'We're Done' Can be Predicted Before 'I Do'
HealthDay Reporter, August 19, 2004
It seems the seeds of divorce are sown long before a couple recites their wedding vows.
New research shows certain relationship skills—or the lack of them—can predict whether two people are headed for marital bliss or a painful breakup.
The skills that predicted success will come as no surprise to marriage therapists or happily married couples.
“The ones who stayed happily married were likely to handle conflict constructively,” said study author Mari L. Clements, an assistant professor of clinical psychology at the Fuller Theological Seminary in Pasadena, Calif. Her report appears in the August issue of the Journal of Marriage and Family.
“Even in the midst of a difficult issue in their relationship, they were likely to treat each other with respect,” Clements said. “They were likely to listen to each other.”
Those headed for divorce were more likely to make negative comments about the relationship or the partner, she found. And this pattern was evident before the marriage ever took place.
Clements and her colleagues studied 100 couples over 13 years to predict and confirm the couples’ marital satisfaction or distress. The couples had volunteered to participate in the Denver Family Development Project beginning in 1980 and were each planning their first marriage.
Before their wedding, they were tested using a variety of measures, such as a marital adjustment test which evaluates such factors as happiness, disagreement and confidence, a tool that allows a partner to rate the effect of their spouse’s communication, and a relationship problem inventory.
“Couples who ended up divorced viewed each others’ communication more negatively,” Clements said.
“We assessed them before they got married, when they still had all the rose-colored glasses in place,” she said. “We followed them for 13 years.”

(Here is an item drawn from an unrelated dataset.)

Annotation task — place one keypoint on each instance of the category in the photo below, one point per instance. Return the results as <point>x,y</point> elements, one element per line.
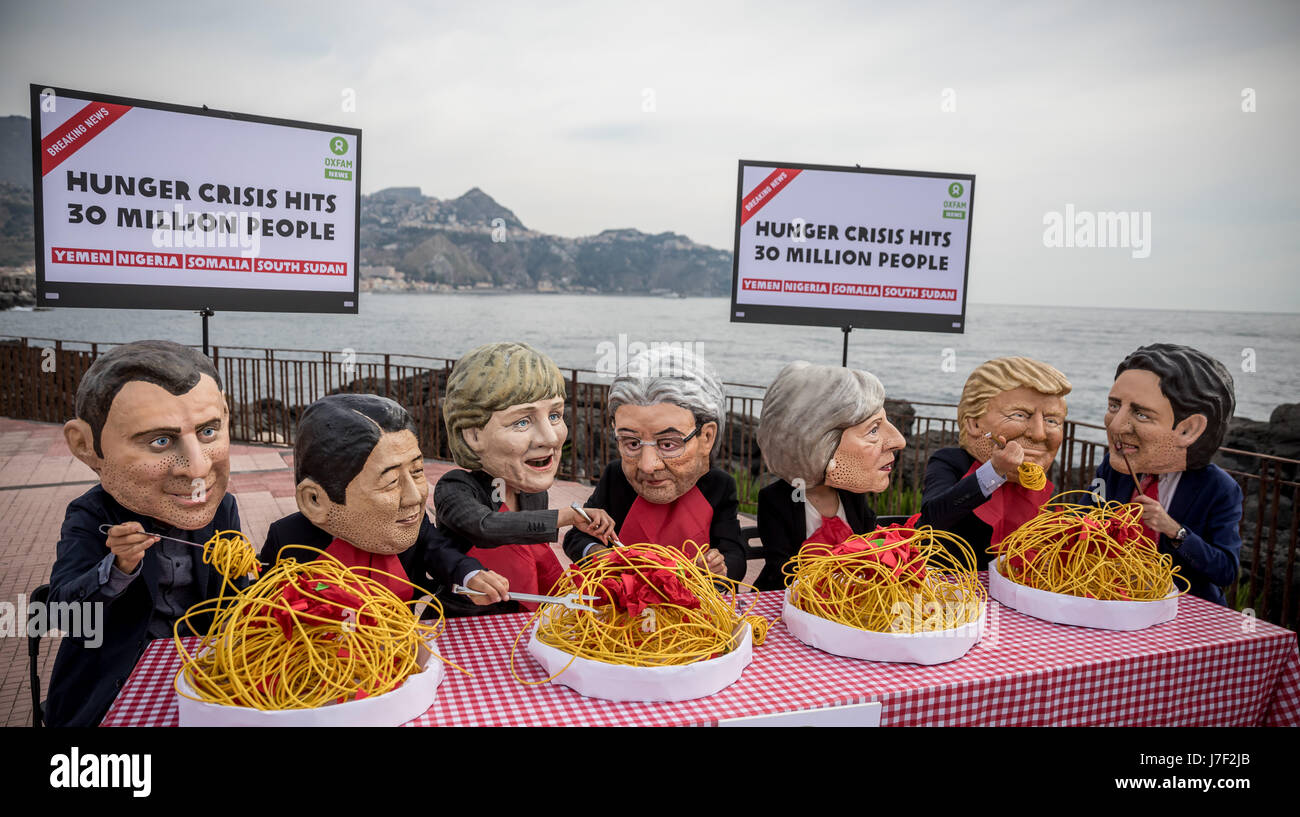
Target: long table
<point>1210,666</point>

As the study continued, 58 couples were considered happily married (although some had fallen into distress and then recovered), 22 were married but not happy and 20 had divorced.
The findings are actually good news, Clement said, because the lack of skills leading up to unhappiness and divorce can be dealt with in counseling. “The way you handle conflict, the way you communicate with your partner, we can [help people] change those,” she said.
And it’s not that the happily married couples are perfect, Clements said. “It wasn’t that the couples who are happy never undermined or insulted their partners,” she said. “They just did it less.”
But even a few hurtful remarks can turn a small problem into a big one over the years, she said. “Say I only say one nasty thing to my partner once a day. But over 13 years, to hear it every day will have a cumulative effect.”
Marriage expert Thomas Bradbury calls the findings “noteworthy” because they show how a handful of variables assessed even before marriage can reveal important information about how a relationship will evolve.
From the study, “we see the presence of harsh and critical comments, even very brief and well-intentioned ones, can accumulate to erode spouses’ feelings of closeness and intimacy,” said Bradbury, a professor in the department of psychology at the University of California at Los Angeles and author of several books on marriage and divorce.
“I agree with Dr. Clements and her colleagues that more work is needed on this topic, but already we can see that our relationships, like most things, require maintenance and attention. John F. Kennedy said it best: The time to repair the roof is when the sun is shining. Attending to our relationships now, today, is essential if we want them to remain strong into the future.”